Outros itens também aparecem com frequência, como produtos eletrônicos, informática, bebidas, agrotóxicos, medicamentos, óculos, roupas, perfumes, pneus, videogames, alimentos, brinquedos, veículos e até armas.
O perfil dos maiores contrabandistas
O ranking traz tanto empresas quanto pessoas físicas, demonstrando que o contrabando não é exclusividade de grandes corporações, mas também está presente em redes menores e articuladas de indivíduos.

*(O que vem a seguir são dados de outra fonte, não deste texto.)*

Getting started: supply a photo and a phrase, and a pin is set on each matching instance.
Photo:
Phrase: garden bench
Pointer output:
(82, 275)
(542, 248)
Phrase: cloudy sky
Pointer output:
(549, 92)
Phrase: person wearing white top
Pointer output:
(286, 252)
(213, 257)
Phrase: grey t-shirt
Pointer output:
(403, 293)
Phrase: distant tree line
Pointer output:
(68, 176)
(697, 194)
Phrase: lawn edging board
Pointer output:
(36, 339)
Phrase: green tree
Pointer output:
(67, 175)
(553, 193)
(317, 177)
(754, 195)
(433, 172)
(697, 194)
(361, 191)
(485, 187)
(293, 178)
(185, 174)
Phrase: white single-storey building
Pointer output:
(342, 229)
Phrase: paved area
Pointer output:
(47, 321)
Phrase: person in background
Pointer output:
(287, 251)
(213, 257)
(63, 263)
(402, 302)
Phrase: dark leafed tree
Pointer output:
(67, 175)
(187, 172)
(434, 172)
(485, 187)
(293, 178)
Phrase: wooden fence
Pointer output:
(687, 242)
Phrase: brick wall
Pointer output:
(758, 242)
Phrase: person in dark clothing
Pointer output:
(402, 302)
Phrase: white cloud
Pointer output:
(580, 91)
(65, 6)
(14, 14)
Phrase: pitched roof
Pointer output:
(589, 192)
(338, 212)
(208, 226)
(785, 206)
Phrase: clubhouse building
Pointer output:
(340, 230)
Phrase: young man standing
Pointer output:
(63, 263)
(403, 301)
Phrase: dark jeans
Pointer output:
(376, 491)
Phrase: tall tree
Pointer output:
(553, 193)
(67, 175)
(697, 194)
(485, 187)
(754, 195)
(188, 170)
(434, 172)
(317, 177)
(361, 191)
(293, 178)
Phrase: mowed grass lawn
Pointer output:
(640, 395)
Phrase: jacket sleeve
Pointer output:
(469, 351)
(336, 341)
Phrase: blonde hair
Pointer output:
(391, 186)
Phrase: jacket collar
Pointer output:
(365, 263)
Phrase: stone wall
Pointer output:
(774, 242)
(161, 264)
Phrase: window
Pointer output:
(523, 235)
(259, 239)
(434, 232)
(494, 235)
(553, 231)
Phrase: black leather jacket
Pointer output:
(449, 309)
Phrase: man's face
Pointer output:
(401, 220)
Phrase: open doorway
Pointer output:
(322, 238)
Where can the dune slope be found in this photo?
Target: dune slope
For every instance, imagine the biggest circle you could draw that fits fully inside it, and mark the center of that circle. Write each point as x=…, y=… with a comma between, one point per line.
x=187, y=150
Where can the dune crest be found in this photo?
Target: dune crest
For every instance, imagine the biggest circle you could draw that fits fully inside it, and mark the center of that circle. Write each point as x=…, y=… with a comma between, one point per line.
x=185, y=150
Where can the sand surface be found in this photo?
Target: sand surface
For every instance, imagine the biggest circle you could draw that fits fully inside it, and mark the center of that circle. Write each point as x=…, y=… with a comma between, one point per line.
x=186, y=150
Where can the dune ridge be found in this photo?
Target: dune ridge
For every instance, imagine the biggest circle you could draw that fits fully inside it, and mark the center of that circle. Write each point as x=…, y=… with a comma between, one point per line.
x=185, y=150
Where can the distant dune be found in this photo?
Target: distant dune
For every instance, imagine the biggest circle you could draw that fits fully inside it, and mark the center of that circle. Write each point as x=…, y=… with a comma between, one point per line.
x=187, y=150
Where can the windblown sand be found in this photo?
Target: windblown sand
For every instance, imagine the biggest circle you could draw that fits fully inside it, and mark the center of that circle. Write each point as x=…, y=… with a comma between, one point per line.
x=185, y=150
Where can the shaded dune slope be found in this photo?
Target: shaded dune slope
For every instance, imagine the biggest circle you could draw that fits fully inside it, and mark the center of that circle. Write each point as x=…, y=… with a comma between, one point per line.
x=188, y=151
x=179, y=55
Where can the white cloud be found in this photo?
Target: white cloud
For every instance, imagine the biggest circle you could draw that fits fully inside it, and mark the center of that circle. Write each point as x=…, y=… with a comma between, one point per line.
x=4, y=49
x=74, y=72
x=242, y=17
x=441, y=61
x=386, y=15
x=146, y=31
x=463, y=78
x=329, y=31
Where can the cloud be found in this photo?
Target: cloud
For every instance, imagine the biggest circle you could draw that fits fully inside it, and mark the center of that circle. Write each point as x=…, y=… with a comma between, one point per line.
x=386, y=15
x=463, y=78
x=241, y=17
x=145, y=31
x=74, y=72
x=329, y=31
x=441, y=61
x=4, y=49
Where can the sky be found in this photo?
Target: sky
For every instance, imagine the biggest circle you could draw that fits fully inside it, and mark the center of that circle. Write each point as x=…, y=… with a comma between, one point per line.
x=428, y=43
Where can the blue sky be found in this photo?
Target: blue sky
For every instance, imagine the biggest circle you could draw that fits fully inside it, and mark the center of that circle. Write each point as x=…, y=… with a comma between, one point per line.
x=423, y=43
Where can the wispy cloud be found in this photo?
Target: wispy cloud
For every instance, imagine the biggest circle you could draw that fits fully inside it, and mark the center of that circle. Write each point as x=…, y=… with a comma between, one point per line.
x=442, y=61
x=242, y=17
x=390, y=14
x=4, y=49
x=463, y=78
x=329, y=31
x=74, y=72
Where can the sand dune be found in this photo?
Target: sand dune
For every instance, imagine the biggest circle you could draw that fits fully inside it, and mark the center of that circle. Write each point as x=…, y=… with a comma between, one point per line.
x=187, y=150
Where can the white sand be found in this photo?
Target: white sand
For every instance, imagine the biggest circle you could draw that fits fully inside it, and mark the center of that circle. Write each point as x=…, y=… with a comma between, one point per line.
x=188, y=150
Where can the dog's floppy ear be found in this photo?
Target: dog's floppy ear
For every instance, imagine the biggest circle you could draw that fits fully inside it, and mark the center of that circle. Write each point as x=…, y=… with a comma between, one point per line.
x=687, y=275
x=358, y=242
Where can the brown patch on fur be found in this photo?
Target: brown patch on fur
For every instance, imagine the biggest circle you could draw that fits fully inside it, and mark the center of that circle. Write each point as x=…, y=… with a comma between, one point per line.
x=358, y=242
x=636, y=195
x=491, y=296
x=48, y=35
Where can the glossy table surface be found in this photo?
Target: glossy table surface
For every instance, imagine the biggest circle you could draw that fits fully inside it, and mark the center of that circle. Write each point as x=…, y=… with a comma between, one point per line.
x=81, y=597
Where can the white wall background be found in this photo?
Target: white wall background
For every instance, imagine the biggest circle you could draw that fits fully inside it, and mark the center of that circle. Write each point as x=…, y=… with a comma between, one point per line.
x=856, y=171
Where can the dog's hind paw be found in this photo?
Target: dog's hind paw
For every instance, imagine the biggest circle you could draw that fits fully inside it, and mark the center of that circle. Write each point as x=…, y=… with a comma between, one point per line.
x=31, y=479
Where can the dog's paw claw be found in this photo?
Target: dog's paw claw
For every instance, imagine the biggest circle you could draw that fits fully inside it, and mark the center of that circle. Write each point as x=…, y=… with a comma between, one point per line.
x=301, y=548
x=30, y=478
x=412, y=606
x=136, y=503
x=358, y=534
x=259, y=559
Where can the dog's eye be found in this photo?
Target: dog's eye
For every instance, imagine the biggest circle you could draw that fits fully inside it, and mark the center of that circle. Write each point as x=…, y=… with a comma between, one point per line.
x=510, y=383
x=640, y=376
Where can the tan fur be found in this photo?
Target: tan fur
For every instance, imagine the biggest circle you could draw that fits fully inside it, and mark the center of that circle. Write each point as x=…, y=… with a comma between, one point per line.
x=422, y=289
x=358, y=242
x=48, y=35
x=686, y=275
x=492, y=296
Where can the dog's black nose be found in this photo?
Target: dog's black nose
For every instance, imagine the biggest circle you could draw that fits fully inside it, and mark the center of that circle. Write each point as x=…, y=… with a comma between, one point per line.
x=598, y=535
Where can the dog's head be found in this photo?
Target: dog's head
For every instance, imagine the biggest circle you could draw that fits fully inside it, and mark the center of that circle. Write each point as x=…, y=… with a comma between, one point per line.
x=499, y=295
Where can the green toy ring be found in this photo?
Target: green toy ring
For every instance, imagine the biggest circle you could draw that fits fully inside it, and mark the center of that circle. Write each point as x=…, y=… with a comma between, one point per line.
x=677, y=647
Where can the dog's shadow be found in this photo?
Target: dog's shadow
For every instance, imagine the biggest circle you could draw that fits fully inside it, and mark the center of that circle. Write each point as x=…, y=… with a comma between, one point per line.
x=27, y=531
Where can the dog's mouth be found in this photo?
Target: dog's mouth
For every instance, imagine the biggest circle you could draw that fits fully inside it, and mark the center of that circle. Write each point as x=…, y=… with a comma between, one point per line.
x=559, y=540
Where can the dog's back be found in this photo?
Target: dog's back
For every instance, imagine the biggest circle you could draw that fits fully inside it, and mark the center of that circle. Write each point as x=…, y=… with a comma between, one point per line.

No topo da lista está a empresa Solos do Sul Serviços Prediais e Transportes Ltda, que sozinha soma mais de R$ 38,6 milhões em representações por contrabando de agrotóxicos.
Top 10
Confira abaixo os nomes e valores que colocaram essas pessoas e empresas no topo da lista negra da Receita Federal:
- Solos do Sul Serviços Prediais e Transportes Ltda — R$ 38.691.263,49
- Elite Trade Importação e Exportação Ltda — R$ 11.885.013,23
- Anderson Santos da Silva — R$ 11.097.988,28
- Aparecido Evangelista da Silva — R$ 8.524.961,35
- Clayton Alberto Schlogl — R$ 8.162.219,49
- Aldmaxsimon Alves Bertolino Antonio — R$ 7.653.200,29
- Joneis Roque Carneiro Ribas — R$ 7.201.828,29
- Luis Fernando Branco — R$ 7.177.225,28
- Everton Stempinhaki — R$ 7.143.955,24
- Flozen Presentes Ltda — R$ 6.847.651,20
Próximos passos
A Receita já informou que o painel será atualizado regularmente, o que possibilita o acompanhamento em tempo real das ações de combate ao contrabando.
A medida se soma a outros esforços de cooperação com o Ministério Público, Polícia Federal e órgãos internacionais, buscando desarticular redes criminosas e reduzir os danos causados por esses crimes à sociedade brasileira.